Executive agencies are prioritizing new best practices to harmonize AI systems and public data to both mitigate bias and support equity.
The Biden administration is looking to instill a strong culture of data-driven policy making across federal agencies in a dual bid to continue government technology modernization and improve visibility into underrepresented communities across the U.S.
A key part of this ongoing effort is protecting sensitive American data, according to U.S. Chief Data Scientist Dominique Duval-Diop. Speaking during a Friday panel hosted by the Atlantic Council, Duval-Diop elaborated on the White House Office of Science and Technology Policy’s role in the broader federal agenda to innovate and modernize while mitigating risks inherent in emerging technologies.
“What we’re doing is helping government agencies collect their data in such a way where they can basically…slice and dice it by different characteristics, and then use those characteristics to analyze the changes that need to be made in policies and programs in order to get to those equitable outcomes,” she said on Friday.
Building off of an executive order previously issued by President Joe Biden in February, the White House is working to support agencies’ smarter usage of demographic data to promote fair outcomes for all populations.
This operation was set in motion prior to advanced generative artificial intelligence softwares’ explosion into popularity, a development that brings both potential and peril for the initiatives at Duval-Diop’s office.
“I really believe that getting data AI-ready poses some of the same challenges that we are confronting when we're talking about getting data ready to evaluate customer experience in our programs, or getting data ready to use for equity assessments, or preparing data to support evidence-building activities, or shared with the public,” she said.
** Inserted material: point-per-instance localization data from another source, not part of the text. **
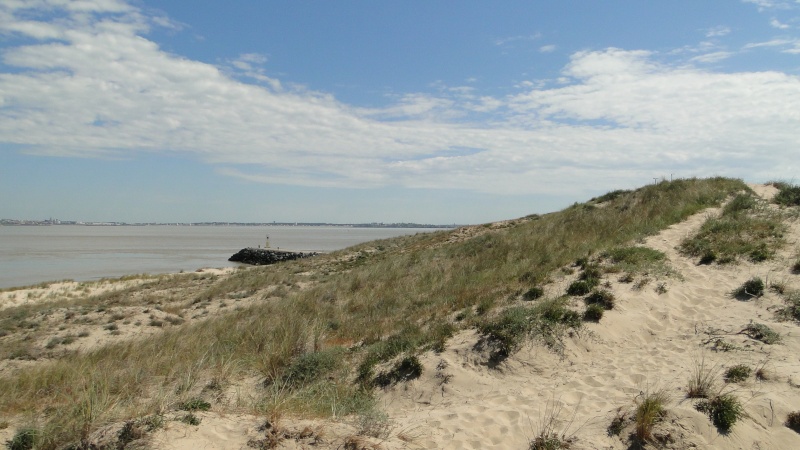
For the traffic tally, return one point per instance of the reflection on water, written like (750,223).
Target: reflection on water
(31,254)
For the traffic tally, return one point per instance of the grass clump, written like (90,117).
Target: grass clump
(547,321)
(724,411)
(763,333)
(650,410)
(788,195)
(24,439)
(195,404)
(533,293)
(752,288)
(793,421)
(408,368)
(744,229)
(309,367)
(702,380)
(602,298)
(593,313)
(737,373)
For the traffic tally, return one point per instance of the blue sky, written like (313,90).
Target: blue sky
(361,111)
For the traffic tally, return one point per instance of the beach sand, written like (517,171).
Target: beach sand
(651,341)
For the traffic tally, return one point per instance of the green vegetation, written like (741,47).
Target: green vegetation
(763,333)
(745,228)
(702,381)
(602,298)
(724,411)
(752,288)
(793,421)
(397,297)
(650,409)
(788,194)
(737,373)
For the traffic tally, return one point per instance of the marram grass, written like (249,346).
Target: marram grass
(404,291)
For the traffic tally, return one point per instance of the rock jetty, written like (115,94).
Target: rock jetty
(265,256)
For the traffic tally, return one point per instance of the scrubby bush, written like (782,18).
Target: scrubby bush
(788,195)
(601,297)
(24,439)
(737,373)
(649,411)
(723,410)
(593,313)
(762,333)
(533,293)
(793,421)
(581,287)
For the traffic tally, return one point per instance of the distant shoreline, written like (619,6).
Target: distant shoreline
(39,223)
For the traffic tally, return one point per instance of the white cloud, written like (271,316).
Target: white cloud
(717,31)
(712,57)
(775,23)
(95,85)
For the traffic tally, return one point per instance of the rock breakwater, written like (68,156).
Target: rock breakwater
(265,256)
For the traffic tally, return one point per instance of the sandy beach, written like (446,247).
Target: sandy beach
(659,332)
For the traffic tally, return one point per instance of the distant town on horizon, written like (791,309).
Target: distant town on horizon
(49,222)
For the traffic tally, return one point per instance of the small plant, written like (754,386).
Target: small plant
(601,297)
(763,333)
(24,439)
(408,368)
(737,373)
(788,195)
(650,410)
(582,287)
(751,288)
(533,293)
(190,419)
(793,421)
(723,410)
(195,404)
(701,383)
(593,313)
(617,424)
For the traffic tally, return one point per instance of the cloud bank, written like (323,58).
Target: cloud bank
(83,80)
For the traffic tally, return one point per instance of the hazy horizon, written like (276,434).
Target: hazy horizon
(395,111)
Some of these challenges stem from the sheer volume of data available, both qualitative and quantitative. Analyzing and using personally identifiable information, which demands specific protection protocols, adds to the competing data governance management strategies OSTP has to navigate.
“And all of these different types of data…pose different challenges related to data governance, and how you store them, how you access them and how you use them,” Duval-Diop said.
She added that improving data sharing practices between and within agencies is also a challenge ahead of adopting sophisticated AI systems to support government goals.
Understanding the minutia behind information collected in datasets, or metadata, is also a critical component for ensuring federal data can be responsibly used in AI systems, particularly in terms of mitigating bias.
“We need to really know, you know, where the data is. Are they available and ready to use? Can they be interpreted by a model?” she posited. “Since all data carries some bias, getting data AI ready also requires taking a step back to assess the inequities that are embedded in data systems that generate data that we use to create these AI tools.”
Duval-Diop noted that executive agencies are working to help address some of these challenges, namely around guidelines for data collection and handling. She confirmed that the Office of Management and Budget is developing fresh standards for collecting race and ethnicity data, as well as best practices for sexual identity data.
OMB will also be releasing draft policy guidance on the usage of AI systems across the U.S. government, slated to be available for public comment later this summer.
“That's something that's going to really provide, you know, some guidance on policies that federal agencies can employ to ensure…that they develop, secure and use AI systems in a fair and ethical way,” she said.
Prioritizing diversity and inclusion within the AI system development, deployment and management workforce can also help encourage the ethical treatment of sensitive data, Duval-Diop said.
The federal government has notoriously lacked sufficient technology updates that support incorporating emerging technologies into business operations. The Biden administration has attempted to close this gap through both increased funding toward modernization as well as improving data collection for historically marginalized populations to help government services operate more effectively for more people.